Peristiwa tersebut menghanguskan satu unit mobil pikap bernomor polisi A 8776 AM beserta dua tong plastik yang diduga berisi solar. Beruntung, tidak ada korban jiwa dalam kejadian tersebut. Namun, kerugian material diperkirakan mencapai sekitar Rp150 juta.
Kepala Dinas Pemadam Kebakaran dan Penyelamatan (DPKP) Kota Cilegon, Drs. H. Agus Ubaidillah mengatakan, Berdasarkan laporan Dinas Pemadam Kebakaran dan Penyelamatan (DPKP) Kota Cilegon, laporan diterima pada pukul 15.05 WIB. Tim dari Pos Damkar Citangkil langsung bergerak ke lokasi dan berhasil mencapai titik kebakaran dalam waktu sekitar 10 menit.

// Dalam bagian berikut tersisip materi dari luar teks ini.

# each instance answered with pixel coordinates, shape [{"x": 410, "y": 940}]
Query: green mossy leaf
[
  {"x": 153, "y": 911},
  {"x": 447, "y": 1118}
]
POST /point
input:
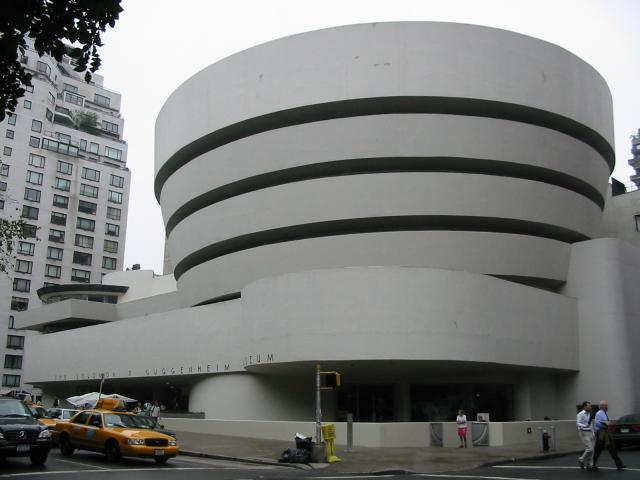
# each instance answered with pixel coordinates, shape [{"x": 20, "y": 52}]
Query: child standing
[{"x": 461, "y": 420}]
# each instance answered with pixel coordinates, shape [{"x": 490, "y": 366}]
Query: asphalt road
[{"x": 92, "y": 466}]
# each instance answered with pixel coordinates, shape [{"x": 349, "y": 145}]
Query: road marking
[
  {"x": 559, "y": 467},
  {"x": 82, "y": 464},
  {"x": 105, "y": 470},
  {"x": 484, "y": 477}
]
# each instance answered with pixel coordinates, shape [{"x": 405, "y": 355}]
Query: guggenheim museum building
[{"x": 420, "y": 206}]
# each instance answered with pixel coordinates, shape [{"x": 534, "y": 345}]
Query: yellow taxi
[{"x": 114, "y": 432}]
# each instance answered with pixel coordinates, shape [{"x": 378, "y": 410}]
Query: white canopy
[{"x": 92, "y": 399}]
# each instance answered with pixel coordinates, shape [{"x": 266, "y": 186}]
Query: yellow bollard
[{"x": 329, "y": 435}]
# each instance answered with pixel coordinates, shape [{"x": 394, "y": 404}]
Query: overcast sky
[{"x": 156, "y": 45}]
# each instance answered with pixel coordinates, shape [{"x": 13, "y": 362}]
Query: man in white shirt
[{"x": 585, "y": 431}]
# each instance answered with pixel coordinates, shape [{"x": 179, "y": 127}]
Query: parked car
[
  {"x": 151, "y": 424},
  {"x": 21, "y": 435},
  {"x": 115, "y": 433},
  {"x": 626, "y": 430}
]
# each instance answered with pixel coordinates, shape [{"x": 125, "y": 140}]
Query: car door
[
  {"x": 94, "y": 437},
  {"x": 78, "y": 429}
]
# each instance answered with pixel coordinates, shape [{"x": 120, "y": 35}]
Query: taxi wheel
[
  {"x": 112, "y": 451},
  {"x": 66, "y": 449},
  {"x": 39, "y": 458}
]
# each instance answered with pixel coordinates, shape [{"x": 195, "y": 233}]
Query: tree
[{"x": 52, "y": 24}]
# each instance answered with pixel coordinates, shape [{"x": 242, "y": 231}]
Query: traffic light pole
[{"x": 318, "y": 408}]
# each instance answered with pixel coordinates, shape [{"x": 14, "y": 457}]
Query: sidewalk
[{"x": 363, "y": 459}]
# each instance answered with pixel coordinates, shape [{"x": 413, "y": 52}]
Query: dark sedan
[{"x": 626, "y": 430}]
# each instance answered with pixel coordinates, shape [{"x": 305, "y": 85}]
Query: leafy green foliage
[
  {"x": 50, "y": 23},
  {"x": 10, "y": 232}
]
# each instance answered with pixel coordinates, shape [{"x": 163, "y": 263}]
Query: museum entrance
[
  {"x": 439, "y": 403},
  {"x": 367, "y": 403}
]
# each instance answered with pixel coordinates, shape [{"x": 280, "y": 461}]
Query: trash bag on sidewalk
[
  {"x": 295, "y": 455},
  {"x": 304, "y": 443}
]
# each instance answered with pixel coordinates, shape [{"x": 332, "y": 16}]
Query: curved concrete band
[{"x": 350, "y": 137}]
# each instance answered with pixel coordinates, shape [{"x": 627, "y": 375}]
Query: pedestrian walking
[
  {"x": 585, "y": 431},
  {"x": 461, "y": 420},
  {"x": 603, "y": 437}
]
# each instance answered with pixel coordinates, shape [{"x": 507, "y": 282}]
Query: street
[{"x": 87, "y": 465}]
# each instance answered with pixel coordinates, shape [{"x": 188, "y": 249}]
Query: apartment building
[{"x": 63, "y": 170}]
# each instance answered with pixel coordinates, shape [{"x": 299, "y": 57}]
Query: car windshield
[
  {"x": 119, "y": 420},
  {"x": 67, "y": 414},
  {"x": 13, "y": 408},
  {"x": 145, "y": 422}
]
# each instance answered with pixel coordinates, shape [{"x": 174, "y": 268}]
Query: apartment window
[
  {"x": 29, "y": 212},
  {"x": 24, "y": 266},
  {"x": 110, "y": 246},
  {"x": 90, "y": 174},
  {"x": 54, "y": 253},
  {"x": 34, "y": 177},
  {"x": 114, "y": 213},
  {"x": 30, "y": 230},
  {"x": 109, "y": 263},
  {"x": 31, "y": 194},
  {"x": 110, "y": 229},
  {"x": 60, "y": 201},
  {"x": 10, "y": 380},
  {"x": 15, "y": 341},
  {"x": 52, "y": 271},
  {"x": 80, "y": 275},
  {"x": 21, "y": 285},
  {"x": 101, "y": 100},
  {"x": 26, "y": 248},
  {"x": 82, "y": 258},
  {"x": 86, "y": 224},
  {"x": 73, "y": 98},
  {"x": 19, "y": 304},
  {"x": 117, "y": 181},
  {"x": 56, "y": 235},
  {"x": 115, "y": 197},
  {"x": 59, "y": 147},
  {"x": 43, "y": 68},
  {"x": 110, "y": 127},
  {"x": 59, "y": 218},
  {"x": 36, "y": 160},
  {"x": 13, "y": 362},
  {"x": 84, "y": 241},
  {"x": 63, "y": 138},
  {"x": 113, "y": 153},
  {"x": 88, "y": 190},
  {"x": 62, "y": 184},
  {"x": 65, "y": 168}
]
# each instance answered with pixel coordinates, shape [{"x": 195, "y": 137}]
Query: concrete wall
[
  {"x": 399, "y": 434},
  {"x": 603, "y": 276}
]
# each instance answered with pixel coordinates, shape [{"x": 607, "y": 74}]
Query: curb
[{"x": 257, "y": 461}]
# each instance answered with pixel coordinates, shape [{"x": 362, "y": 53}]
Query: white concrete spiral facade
[{"x": 466, "y": 146}]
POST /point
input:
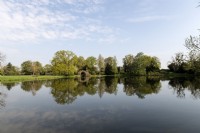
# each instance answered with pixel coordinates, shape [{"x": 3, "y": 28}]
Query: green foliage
[
  {"x": 101, "y": 64},
  {"x": 47, "y": 69},
  {"x": 91, "y": 63},
  {"x": 63, "y": 63},
  {"x": 31, "y": 68},
  {"x": 111, "y": 66},
  {"x": 80, "y": 64},
  {"x": 140, "y": 64},
  {"x": 9, "y": 69},
  {"x": 26, "y": 68}
]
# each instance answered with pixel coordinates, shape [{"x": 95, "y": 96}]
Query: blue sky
[{"x": 36, "y": 29}]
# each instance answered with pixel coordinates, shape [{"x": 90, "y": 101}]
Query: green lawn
[{"x": 27, "y": 78}]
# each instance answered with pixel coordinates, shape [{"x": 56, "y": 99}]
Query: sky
[{"x": 36, "y": 29}]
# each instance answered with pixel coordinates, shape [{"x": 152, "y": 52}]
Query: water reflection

“Sebanyak dua unit mobil pemadam kebakaran berkapasitas masing-masing 3.000 liter diterjunkan ke lokasi, yakni dari Pos Damkar Citangkil dan Mako DPKP Kota Cilegon. Petugas menghabiskan sekitar 6.000 liter air untuk menjinakkan kobaran api hingga operasi pemadaman dinyatakan selesai pada pukul 16.00 WIB,” ujarnya.
Dalam laporan resmi Damkar, dugaan sementara penyebab kebakaran berasal dari kebocoran pada tong plastik yang kemudian tersambar percikan arus listrik dari sistem kelistrikan mobil pikap, sehingga api dengan cepat membesar dan membakar kendaraan beserta muatannya.
Pemilik kendaraan dilaporkan melarikan diri saat kejadian, sehingga identitasnya belum dapat dimintai keterangan lebih lanjut.
Operasi pemadaman melibatkan 14 personel Damkar yang terdiri dari Plt Kasi Operasi Pengelolaan Kebakaran, Komandan Pleton, personel Pos Damkar Citangkil, serta personel Mako DPKP Kota Cilegon.
Hingga berita ini diturunkan, penyebab pasti kebakaran masih dalam penyelidikan. Dugaan bahwa kendaraan tersebut mengangkut solar juga masih memerlukan pendalaman lebih lanjut oleh aparat berwenang.